Notes on Statistical Analysis used in SPC Control

Statistical analysis of a process is based on probabilities, not certainties. When you are monitoring a process, and an SPC chart has a point which is equal to or exceeds a control limit, it does not mean the process out of control. In a typical Shewhart-style control chart with 3-sigma limits, the odds that a given sample interval will randomly exceed the control limits is (1.0 – 3sigma) = 1.0 – 0.9973 = 0.0027, or 1 in 370. So what it does mean is that you should monitor the control process more carefully, and if the control infractions continue, something is probably trending wrong (out of control) with the process.

When you are monitoring a Variable Control Chart that uses numeric sample data, the difference between being > (or <) than the upper control limit, or >= (or <=) than the lower control limit, is not significant. Because the difference between a > test, and a >= test is much, much, less than the numeric precision of the sampled items you are measuring. It would be like doing your taxes to the 0.000001 of a cent, when all of the important values are measured in whole $ dollars amounts. If you are near, at, or exceed the 3-sigma limit you should interpret that as a high probability that the process is out of control.

If you are monitoring an Attribute Control Chart, which by definition uses integer based sample data, (i.e. number of defects or number of defective parts), the difference between being > (or <) than the upper control limit, or >= (or <=) than the lower control limit, can be very significant. Because the difference between a > test, and a >= test (i.e. one whole integer unit) is much greater than the precision of the sampled items you are measuring.

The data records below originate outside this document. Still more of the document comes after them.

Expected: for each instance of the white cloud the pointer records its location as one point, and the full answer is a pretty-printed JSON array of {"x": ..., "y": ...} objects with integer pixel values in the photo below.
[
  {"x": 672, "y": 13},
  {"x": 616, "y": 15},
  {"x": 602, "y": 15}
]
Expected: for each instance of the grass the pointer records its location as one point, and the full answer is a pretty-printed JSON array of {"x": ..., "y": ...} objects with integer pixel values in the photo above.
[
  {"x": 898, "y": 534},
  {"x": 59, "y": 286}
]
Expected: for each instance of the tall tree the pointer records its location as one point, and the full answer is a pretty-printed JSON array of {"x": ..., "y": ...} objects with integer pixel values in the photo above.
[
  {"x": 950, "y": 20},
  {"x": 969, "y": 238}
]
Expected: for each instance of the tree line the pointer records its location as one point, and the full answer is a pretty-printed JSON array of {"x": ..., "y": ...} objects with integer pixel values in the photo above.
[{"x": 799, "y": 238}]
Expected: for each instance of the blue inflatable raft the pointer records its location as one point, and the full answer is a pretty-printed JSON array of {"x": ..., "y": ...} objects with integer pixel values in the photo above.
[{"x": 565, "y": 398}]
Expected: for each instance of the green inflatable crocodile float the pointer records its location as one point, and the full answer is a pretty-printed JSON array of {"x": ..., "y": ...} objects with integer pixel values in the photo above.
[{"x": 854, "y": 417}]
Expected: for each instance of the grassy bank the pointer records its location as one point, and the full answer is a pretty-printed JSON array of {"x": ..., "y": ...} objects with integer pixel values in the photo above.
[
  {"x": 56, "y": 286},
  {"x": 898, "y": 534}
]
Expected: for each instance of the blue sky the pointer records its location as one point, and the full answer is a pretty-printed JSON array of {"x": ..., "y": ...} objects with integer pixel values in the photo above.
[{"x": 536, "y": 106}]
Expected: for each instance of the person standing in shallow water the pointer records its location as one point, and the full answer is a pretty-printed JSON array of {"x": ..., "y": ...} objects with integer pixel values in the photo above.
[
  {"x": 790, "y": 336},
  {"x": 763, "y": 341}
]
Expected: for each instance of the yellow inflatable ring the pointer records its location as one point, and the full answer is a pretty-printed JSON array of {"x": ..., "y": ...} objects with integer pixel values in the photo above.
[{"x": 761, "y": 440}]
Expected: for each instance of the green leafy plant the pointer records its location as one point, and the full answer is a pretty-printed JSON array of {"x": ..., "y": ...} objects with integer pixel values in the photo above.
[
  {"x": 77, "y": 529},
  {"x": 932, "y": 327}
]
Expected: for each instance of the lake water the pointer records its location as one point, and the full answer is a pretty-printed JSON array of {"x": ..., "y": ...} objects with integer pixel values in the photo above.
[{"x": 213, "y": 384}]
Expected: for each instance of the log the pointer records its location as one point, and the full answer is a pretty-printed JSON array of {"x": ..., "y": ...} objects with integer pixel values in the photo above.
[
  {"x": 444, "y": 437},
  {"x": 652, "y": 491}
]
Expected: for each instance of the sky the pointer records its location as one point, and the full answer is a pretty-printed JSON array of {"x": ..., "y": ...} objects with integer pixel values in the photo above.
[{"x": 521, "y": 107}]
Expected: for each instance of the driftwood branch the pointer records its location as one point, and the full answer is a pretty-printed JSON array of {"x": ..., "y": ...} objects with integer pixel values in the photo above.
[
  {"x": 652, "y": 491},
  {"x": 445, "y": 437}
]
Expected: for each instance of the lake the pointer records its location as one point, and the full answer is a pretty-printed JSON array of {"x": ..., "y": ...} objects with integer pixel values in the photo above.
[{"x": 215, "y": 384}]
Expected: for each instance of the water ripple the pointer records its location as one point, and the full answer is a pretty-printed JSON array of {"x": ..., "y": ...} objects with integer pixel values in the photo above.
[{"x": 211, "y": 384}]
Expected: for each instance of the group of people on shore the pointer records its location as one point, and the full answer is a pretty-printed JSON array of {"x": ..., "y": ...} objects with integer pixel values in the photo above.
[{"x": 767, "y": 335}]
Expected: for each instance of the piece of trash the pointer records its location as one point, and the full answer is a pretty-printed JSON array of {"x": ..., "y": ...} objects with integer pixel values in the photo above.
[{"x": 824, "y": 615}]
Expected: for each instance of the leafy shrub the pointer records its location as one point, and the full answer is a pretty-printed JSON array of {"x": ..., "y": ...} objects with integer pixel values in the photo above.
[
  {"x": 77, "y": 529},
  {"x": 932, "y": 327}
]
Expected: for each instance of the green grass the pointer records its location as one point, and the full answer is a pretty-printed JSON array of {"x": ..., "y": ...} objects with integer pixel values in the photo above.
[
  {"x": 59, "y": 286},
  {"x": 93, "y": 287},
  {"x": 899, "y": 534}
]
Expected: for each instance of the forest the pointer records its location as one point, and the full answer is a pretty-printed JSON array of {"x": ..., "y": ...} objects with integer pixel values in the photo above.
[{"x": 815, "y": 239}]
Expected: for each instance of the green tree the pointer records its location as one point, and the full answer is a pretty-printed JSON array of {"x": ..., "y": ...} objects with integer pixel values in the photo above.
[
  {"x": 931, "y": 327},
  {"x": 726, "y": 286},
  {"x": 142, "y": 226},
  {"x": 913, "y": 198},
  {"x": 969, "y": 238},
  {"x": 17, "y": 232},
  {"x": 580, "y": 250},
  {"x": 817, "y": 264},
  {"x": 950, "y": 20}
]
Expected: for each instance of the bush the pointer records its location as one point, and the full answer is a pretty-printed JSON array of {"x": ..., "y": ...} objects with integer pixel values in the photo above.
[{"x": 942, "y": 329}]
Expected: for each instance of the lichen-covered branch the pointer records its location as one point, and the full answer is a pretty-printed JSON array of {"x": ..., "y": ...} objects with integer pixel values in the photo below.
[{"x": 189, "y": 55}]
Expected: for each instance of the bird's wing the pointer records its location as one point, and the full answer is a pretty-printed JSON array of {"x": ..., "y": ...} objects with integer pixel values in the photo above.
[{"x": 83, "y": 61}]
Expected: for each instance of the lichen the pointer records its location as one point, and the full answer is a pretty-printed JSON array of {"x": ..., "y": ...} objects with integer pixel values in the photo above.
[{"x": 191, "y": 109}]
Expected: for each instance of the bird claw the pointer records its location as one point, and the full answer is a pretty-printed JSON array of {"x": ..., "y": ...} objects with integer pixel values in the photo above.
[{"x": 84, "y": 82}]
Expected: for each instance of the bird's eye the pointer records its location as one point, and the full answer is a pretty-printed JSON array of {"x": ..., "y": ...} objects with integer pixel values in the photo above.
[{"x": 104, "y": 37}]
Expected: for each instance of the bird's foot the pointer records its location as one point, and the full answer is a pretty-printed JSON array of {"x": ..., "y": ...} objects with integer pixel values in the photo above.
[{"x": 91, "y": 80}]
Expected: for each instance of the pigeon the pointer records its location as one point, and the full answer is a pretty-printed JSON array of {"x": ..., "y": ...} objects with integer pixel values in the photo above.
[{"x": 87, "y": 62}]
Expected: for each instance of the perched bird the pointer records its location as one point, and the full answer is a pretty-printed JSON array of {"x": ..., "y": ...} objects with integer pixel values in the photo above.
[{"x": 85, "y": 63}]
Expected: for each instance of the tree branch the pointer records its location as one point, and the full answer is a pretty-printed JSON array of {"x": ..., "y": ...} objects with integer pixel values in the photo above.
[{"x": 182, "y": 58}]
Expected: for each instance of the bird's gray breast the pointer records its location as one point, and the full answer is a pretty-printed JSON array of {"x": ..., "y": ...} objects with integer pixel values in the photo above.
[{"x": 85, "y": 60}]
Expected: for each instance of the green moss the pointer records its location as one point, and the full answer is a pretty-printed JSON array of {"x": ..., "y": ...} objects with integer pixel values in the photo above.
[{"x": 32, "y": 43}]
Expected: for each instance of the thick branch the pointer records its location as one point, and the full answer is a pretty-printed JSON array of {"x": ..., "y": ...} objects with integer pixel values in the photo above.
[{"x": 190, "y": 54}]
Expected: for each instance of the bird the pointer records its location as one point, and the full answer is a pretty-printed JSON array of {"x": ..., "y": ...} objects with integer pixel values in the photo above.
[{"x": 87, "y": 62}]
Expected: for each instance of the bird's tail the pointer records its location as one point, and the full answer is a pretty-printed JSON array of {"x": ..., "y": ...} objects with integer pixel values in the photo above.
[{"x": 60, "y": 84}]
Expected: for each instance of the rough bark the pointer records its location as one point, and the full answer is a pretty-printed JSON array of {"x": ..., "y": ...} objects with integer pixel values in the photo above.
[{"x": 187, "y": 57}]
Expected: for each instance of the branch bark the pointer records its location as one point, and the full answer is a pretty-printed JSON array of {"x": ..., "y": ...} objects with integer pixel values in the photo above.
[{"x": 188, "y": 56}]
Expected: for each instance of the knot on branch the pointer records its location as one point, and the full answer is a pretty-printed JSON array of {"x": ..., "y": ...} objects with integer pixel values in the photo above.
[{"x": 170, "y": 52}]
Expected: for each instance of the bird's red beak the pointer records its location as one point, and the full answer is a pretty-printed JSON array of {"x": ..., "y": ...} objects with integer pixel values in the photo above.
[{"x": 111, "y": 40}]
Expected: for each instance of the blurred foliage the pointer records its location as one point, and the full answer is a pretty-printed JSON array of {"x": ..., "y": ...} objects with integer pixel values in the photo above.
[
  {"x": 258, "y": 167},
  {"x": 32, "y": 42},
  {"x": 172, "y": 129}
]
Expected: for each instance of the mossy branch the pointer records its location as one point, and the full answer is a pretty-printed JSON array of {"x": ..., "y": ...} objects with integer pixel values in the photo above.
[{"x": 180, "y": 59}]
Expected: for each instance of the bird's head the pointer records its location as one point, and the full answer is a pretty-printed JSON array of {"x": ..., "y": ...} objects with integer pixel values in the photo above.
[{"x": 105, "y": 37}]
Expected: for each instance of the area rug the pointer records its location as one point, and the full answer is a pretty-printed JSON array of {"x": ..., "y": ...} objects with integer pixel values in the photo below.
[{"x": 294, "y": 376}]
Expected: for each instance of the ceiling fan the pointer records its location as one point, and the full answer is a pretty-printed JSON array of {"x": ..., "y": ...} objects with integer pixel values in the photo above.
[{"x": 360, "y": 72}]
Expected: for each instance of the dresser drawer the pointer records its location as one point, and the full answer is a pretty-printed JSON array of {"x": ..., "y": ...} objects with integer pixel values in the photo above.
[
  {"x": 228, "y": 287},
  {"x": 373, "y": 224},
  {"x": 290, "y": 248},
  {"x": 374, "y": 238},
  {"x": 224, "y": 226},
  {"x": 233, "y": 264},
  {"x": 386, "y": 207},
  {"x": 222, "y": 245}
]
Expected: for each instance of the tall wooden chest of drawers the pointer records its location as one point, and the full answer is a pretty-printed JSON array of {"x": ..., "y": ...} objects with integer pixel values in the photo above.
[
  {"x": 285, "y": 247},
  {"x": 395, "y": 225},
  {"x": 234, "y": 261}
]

All manufacturing processes are going to have an inherent mean and sigma (the measure of the process variation in terms of the overall standard deviation) value. Statistics can calculate an estimate of the mean and sigma values. But it is only an estimate. This is where sampling theory comes in. Depending on the sampling strategy, there will usually be one specific chart type which is optimal. The range method of estimating a sample populations variance, used in the XBar-R chart, has long been popular in quality control since it was first formalized in the 1920’s, no doubt because of its ease of application in the days before calculators and computers. Estimating the sample standard deviation using the range method is 100% effective for 2 points, and 87% effective for 9 points. Median-Range charts are still used for a slightly different reason. When the sample subgroup data tends to be highly skewed, i.e. it does not follow a normal distribution) the median value of the subgroup can be a more accurate way to estimate the sample subgroup mean than the actual mean calculation.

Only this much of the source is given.